If you’re in my line of work, or take interest in this little crevice of the sports landscape — be it as a player, coach or fan — you’re likely missing high school sports right about now.
As of Thursday, the calendar flipped to Day 35 since the UIL suspended all interscholastic competition due to the COVID-19 pandemic, with the timetable currently set to “indefinitely.” To quote Pete Campbell of “Mad Men,” “Not great, Bob.”
Schools are closed for the rest of the 2019-20 school year, meaning that the next step toward a resolution for high school sports might not be too far off. But in the interim, student-athletes continue to churn through at-home workouts and adapt to new means of communicating with teammates and coaches, as teams cling to hope that they’ll get to end the season on their own terms.

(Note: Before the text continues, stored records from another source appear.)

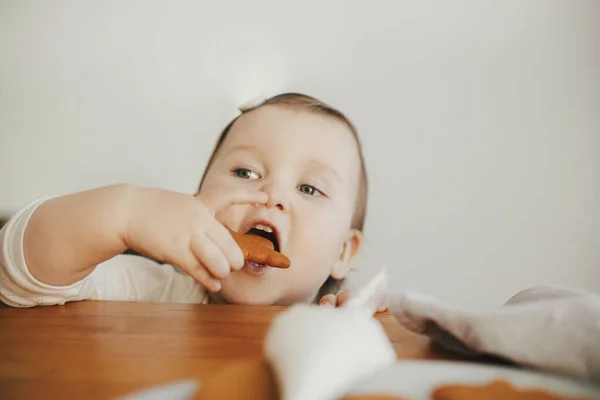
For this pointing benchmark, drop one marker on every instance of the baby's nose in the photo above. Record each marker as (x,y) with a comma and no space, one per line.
(277,198)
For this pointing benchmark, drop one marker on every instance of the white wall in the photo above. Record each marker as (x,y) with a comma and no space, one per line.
(480,119)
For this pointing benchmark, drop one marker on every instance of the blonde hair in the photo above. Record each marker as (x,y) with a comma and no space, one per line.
(302,101)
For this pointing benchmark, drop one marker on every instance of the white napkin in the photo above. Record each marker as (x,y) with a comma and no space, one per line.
(319,353)
(548,328)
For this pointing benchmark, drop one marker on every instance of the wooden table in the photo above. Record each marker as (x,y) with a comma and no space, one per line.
(103,349)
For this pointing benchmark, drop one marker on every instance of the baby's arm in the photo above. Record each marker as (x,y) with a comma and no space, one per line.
(66,237)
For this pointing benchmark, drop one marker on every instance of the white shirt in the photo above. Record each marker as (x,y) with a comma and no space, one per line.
(123,277)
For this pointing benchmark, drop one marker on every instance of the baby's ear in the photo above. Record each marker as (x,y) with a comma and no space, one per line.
(349,250)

Of the high school sports impacted by the lockdown, I can’t help but think of soccer.
I think back to each year’s first soccer-centric episode of our podcast, the aptly-named “Star Local Media High School Sports Podcast,” when we begin with, oddly enough, an apology. Soccer fits into a unique space in the high school sports calendar, overlapping many of the most meaningful moments of basketball season, and it often comes at the expense of live game coverage for our teams on the pitch.
The further a team like Allen or Plano Senior plays on into the basketball postseason, the longer it takes for me to lock down a Tuesday or Friday night to at last see one of the soccer teams in my coverage area.
At least in recent years, the result has been a wild game of catch-up for no more than a couple weeks of regular-season matches before the playoffs begins. It’s an unfortunate symptom of scheduling, but at least soccer teams got the limelight to themselves during the playoffs — something that was just two weeks away before the suspension.
That’s what made perusing the recent release of the post-district regional rankings from the Texas Association of Soccer Coaches a bit of a bummer — scouring the litany of top-level Dallas-area programs so close to a postseason that may go unresolved.
Historically, this portion of the state has fared well in the soccer playoffs. Last season, a Metroplex boys or girls team advanced to the state championship round in five of the six UIL classifications and captured titles in three of those matchups. Just over the past decade, the Dallas area has totaled 27 state championships across 50 total state soccer finals.
Signs pointed to continued success this spring, but, at least for me, a simple set of regional rankings added another layer of context as to what fans around the area could be missing out on.
In Region I-6A, each of the top seven girls teams — in order, Flower Mound, Coppell, Marcus, Denton Guyer, Byron Nelson, Southlake Carroll and Hebron — all reside in either 5-6A or 6-6A, two districts that would share the battlefield in the opening round of the postseason.
Last year’s Region I draw produced a third-round meeting between arguably the two best teams in the state in Carroll and Coppell, and the chance to see Denton and Tarrant County lock horns on the soccer pitch rarely disappoints.
And then there’s the potential unfinished business between Allen and Prosper, two schools that have developed a spirited rivalry in less than two years and were within earshot of each other for both 9-6A championships.
In 5A, Frisco ISD occupies four of the top five spots in the Region II girls rankings, headlined by Independence, and a chance at avenging last year’s regional finals loss to Highland Park was at the forefront of compelling subplots heading into the postseason. Meanwhile, the Wakeland boys are in the midst of a dynastic run and would have a chance at a fifth consecutive state tournament appearance put on hold.
Teams like the Lake Dallas boys, which enjoyed its deepest playoff run ever last season and looked to be rounding into form just in time, would have their momentum quashed, and others denied a chance at a possible program milestone. Celina’s girls, despite yet to advance past the second round in their team’s infancy, are ranked No. 3 in their region. The Plano girls, a legacy program whose playoff hopes have been dashed at the wire the past two seasons, were hoping the third time was the charm.
This year’s postseason has the potential to be among the area’s most compelling of the 2019-20 school year. Hopefully it doesn’t soon become relegated to thoughts of what could have been.